Omerta et délation
Un homme abuse de son pouvoir pour agresser des femmes. Influence et fortune lui assurent, longtemps, le silence sur ses agissements, donc l’impunité. Un jour, l’omerta se fissure, la parole se libère, le système s’effondre. Ce court scénario, au cœur du scandale actuel autour du producteur américain Harvey Weinstein, ressemble fortement, au premier regard, à celui que suscita Dominique Strauss-Kahn en 2011 : tout le monde savait, personne ne disait rien, ensuite chacun ajoute nouveaux détails et nouvelles charges. Avec une forme soudaine de complaisance vengeresse, une profusion de témoignages et de détails à la mesure de tout ce qui fut caché. Comme s’il fallait rattraper la parole perdue, et compenser la honte de s’être tu par la surenchère et la concurrence des dénonciations.
Il serait trop simple de croire que l’histoire se répète à l’identique, sans transformation. Si la trame est analogue, les répercussions sociales, cette fois, sont différentes. Particulièrement en France, où l’implantation des réseaux sociaux change la donne. C’est ce que montre l’ampleur prise, en quelques jours, sur Twitter, par le mot-clé « Balance ton porc », lancé par la journaliste Sandra Muller. Celles qui y interviennent ne sont ni actrices à Hollywood ni femmes de ménage à New York – simplement des employées, des étudiantes, des citoyennes lambda. Elles disent les propositions gênantes ou obscènes, les attouchements insistants et intrusifs, les chantages à l’emploi que leur font subir des machistes à front bas qui sont leurs employeurs, leurs professeurs, leurs voisins. Tout ce qu’elles ont tu, et subi en silence.
Il s’agit sans doute d’un tournant. Un de ces moments où ce qui était coutumier devient intolérable. Ce qui était caché, enfoui, doit se révéler et cesser. Ainsi commencent les révoltes, comme l’a bien vu Albert Camus, en 1951, dans L’homme révolté : quand un seuil est franchi, le sentiment s’impose que ce n’est plus possible, plus vivable ainsi. Soudain, cette conviction l’emporte : il faut désormais dire non, mettre des mots sur la domination, pour qu’elle prenne fin. Le paradoxe, c’est que dans les faits, rien n’a réellement changé. Le basculement a d’abord lieu dans les têtes. Il pousse, brusquement, à parler et agir pour rétablir justice, respect, dignité. La fin de l’omerta correspond à l’impression que l’honneur bafoué doit être restauré, et désormais préservé. Il ne s’agit pas ici de l’honneur artificiel des codes sociaux, mais bien de la dignité – celle d’exister pleinement.
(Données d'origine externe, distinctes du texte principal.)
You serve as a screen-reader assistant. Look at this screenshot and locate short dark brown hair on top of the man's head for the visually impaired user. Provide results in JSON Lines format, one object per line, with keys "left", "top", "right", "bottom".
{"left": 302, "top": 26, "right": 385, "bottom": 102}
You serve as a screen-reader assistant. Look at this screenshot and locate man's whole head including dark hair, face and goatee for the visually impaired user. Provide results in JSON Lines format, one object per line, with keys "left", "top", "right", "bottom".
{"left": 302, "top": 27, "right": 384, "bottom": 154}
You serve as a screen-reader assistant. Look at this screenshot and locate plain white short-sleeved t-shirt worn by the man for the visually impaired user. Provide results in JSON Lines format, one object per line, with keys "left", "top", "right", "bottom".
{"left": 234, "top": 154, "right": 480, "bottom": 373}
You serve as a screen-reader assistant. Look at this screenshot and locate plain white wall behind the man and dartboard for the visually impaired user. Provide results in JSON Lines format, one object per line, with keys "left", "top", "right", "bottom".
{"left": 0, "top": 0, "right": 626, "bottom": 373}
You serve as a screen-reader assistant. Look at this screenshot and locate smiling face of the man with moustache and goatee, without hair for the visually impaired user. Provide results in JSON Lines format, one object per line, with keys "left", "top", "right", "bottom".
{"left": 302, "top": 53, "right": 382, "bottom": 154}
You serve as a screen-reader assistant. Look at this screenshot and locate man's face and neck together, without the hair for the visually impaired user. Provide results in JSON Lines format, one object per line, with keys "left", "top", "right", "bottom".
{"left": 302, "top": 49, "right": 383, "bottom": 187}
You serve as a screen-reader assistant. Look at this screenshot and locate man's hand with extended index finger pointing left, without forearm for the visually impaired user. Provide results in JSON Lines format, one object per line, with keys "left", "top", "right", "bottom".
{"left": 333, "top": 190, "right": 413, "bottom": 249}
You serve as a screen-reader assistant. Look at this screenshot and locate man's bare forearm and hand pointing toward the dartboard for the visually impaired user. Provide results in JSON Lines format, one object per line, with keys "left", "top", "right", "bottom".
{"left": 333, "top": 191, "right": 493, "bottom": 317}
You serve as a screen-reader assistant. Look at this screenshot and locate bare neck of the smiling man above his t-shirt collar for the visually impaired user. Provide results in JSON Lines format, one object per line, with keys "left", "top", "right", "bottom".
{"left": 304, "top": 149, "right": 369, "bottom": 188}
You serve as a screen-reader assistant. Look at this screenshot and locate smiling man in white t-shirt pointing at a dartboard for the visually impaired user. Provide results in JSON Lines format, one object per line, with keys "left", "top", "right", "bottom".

Le philosophe américain d’origine ghanéenne Kwame Anthony Appiah a montré, dans son livre Le Code d’honneur (Gallimard, 2012), comment se produisent ces « révolutions morales ». Il en étudie trois exemples : l’aristocratie britannique abandonne le duel, les Japonais cessent de bander les pieds des femmes, l’abolition de l’esclavage devient une lutte politique majeure. Chaque fois, tous les arguments étaient déjà connus, et demeuraient inefficaces. Mais, « un beau jour », comme on dit, ce qui était honorable devient honteux, ce qui était supporté s’éprouve comme insoutenable. Il se pourrait que nous assistions, envers le harcèlement sexuel, à une mutation de ce style.
S’en réjouir ne doit pas empêcher de voir que cette effervescence n’est pas dépourvue non plus d’éventuels effets pervers. Prise de conscience et prise de parole sont une chose, délation et justice expéditive en sont une autre. Actuellement, les deux se mêlent. Le risque existe donc d’un fantasme où les médias remplacent les tribunaux, où les réseaux sociaux se substituent à la justice. Il ne faudrait, d’autre part, que le combat contre le harcèlement sexuel débouche sur un triomphe du puritanisme et de la défiance systématique.
Imaginons qu’il devienne tout à fait impossible, mal vu, voire délictueux de « dire à une inconnue qu’elle est belle », pour reprendre le titre de l’expérience n° 78 de mes « 101 Expériences de philosophie quotidienne » (Odile Jacob, 2001). Pareille censure révélerait une grave détérioration du lien humain. Tout simplement parce que Eros est ce qui fait tenir l’humanité. Débarrasser la vie quotidienne des chantages sexuels vulgaires et des gestes déplacés est indispensable. Mais il faut aussi veiller à ne pas jeter l’humanité, Eros inclus, avec la boue des porcs. Non, la vie n’est pas simple. C’est aussi ce qui fait son charme.